Philip Mayaka

Personal information
- Date of birth: November 30, 2000 (age 25)
- Place of birth: Nairobi, Kenya
- Height: 5 ft 7 in (1.70 m)
- Position: Midfielder

Team information
- Current team: Athletic Club Boise
- Number: 66

Youth career
- 2018–2019: Orlando City

College career
- Years: Team / Apps / (Gls)
- 2019–2020: Clemson Tigers / 32 / (2)

Senior career*
- Years: Team / Apps / (Gls)
- 2021–2022: Colorado Rapids / 0 / (0)
- 2021: → Colorado Springs Switchbacks (loan) / 19 / (0)
- 2022: Colorado Rapids 2 / 18 / (3)
- 2023–2024: Crown Legacy FC / 28 / (0)
- 2025: Huntsville City FC / 23 / (2)
- 2026–: Athletic Club Boise / 0 / (0)

= Philip Mayaka =

Kenyan footballer (born 2000)

Philip Mayaka (born 30 November 2000) is a Kenyan footballer who plays as a midfielder for Athletic Club Boise in the USL League One.

== Career ==
=== Youth ===
Mayaka was scouted playing football in his local Nairobi by the general manager of the Montverde Academy in Florida. Mayaka had options to play in Norway, but opted to make the move to the United States. Whilst in Florida, Mayaka ended up playing with the Orlando City academy in the USSDA for a year, making 16 appearances and scoring 9 goals.

=== College ===
Mayaka attended Clemson University to play college soccer. In his two seasons with the Tigers, Mayaka made 32 appearances, scoring 2 goals and tallying 8 assists. In his freshman season, Mayaka was named Atlantic Coast Conference (ACC) Freshman of the Year, All-ACC First Team, All-America Second Team and a semi-finalist for the MAC Hermann Trophy. His sophomore season saw Mayaka earn First-team All-ACC and ACC All-Tournament team accolades.

=== Professional ===
On 14 January 2021, it was announced Mayaka had left college early to sign a Generation Adidas deal with MLS, which would see him enter the 2021 MLS SuperDraft. Going in to the draft, Mayaka was considered the consensus number one pick, however was selected 3rd overall on 21 January 2021 by Colorado Rapids.

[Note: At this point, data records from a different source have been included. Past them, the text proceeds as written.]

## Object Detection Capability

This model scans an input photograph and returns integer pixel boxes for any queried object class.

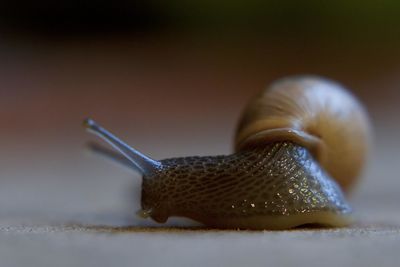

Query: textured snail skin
[142,142,351,229]
[235,76,370,191]
[84,77,370,229]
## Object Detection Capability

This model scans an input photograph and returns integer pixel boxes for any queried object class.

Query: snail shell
[85,77,369,229]
[235,77,370,191]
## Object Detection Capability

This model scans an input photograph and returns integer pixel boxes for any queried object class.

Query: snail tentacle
[83,119,162,177]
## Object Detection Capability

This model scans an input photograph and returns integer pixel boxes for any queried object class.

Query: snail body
[85,77,369,229]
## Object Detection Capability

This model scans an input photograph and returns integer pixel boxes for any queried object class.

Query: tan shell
[235,77,370,191]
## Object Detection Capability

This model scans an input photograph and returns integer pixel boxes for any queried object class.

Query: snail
[84,76,370,229]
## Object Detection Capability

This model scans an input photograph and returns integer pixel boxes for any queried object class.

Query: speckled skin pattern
[142,142,351,226]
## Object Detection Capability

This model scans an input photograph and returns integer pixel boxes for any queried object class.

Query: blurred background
[0,0,400,230]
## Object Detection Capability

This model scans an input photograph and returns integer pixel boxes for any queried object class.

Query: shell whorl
[235,77,370,190]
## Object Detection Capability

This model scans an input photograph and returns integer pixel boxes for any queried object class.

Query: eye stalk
[83,118,162,177]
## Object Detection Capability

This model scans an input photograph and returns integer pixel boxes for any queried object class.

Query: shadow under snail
[84,76,370,229]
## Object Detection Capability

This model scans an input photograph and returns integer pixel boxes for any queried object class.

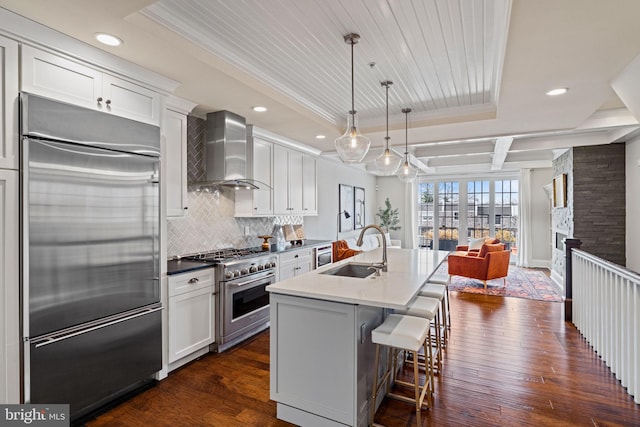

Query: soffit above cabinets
[141,0,511,127]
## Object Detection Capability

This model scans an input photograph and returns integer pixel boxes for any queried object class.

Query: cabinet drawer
[280,248,311,264]
[169,268,214,297]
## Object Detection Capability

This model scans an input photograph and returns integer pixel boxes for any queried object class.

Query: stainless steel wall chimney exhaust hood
[195,111,269,190]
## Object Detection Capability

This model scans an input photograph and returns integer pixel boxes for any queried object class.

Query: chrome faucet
[356,224,387,275]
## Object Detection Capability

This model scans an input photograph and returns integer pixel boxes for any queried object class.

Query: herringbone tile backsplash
[167,116,303,258]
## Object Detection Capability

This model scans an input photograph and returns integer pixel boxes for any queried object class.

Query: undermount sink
[321,263,375,279]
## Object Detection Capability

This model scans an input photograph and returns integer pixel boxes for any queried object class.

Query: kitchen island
[267,248,447,426]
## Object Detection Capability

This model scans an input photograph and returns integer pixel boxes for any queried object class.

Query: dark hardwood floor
[87,292,640,427]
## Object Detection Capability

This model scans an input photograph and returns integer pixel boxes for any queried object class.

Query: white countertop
[266,248,448,309]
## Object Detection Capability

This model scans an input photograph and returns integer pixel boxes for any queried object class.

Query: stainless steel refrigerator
[20,93,162,420]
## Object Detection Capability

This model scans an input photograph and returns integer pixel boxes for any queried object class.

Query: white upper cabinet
[235,136,274,216]
[302,154,318,215]
[162,96,196,218]
[273,145,318,215]
[253,138,273,215]
[21,45,162,125]
[235,127,318,217]
[0,37,18,170]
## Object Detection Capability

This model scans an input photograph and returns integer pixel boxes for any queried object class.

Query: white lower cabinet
[270,293,384,426]
[278,248,313,281]
[168,268,216,364]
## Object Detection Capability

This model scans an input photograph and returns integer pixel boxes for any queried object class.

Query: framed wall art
[353,187,365,230]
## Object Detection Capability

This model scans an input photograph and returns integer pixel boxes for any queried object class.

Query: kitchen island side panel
[271,293,383,426]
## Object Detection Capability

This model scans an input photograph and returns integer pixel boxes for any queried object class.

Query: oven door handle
[227,274,276,288]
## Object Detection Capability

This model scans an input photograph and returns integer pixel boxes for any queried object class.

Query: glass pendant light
[335,33,371,163]
[397,108,418,183]
[376,80,402,176]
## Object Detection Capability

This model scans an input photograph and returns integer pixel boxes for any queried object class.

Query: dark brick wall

On 29 March 2021, Mayaka joined Colorado's USL Championship affiliate side Colorado Springs Switchbacks on loan. He made his professional debut on 14 May 2021, appearing as a 73rd-minute substitute during a 4–0 win over Sporting Kansas City II.

On November 10, 2022, his contract option was declined by Colorado.

Mayaka signed with Charlotte FC's MLS Next Pro side Crown Legacy FC in January 2023.

On January 28, 2026, Mayaka signed with USL League One side Athletic Club Boise ahead of their inaugural season.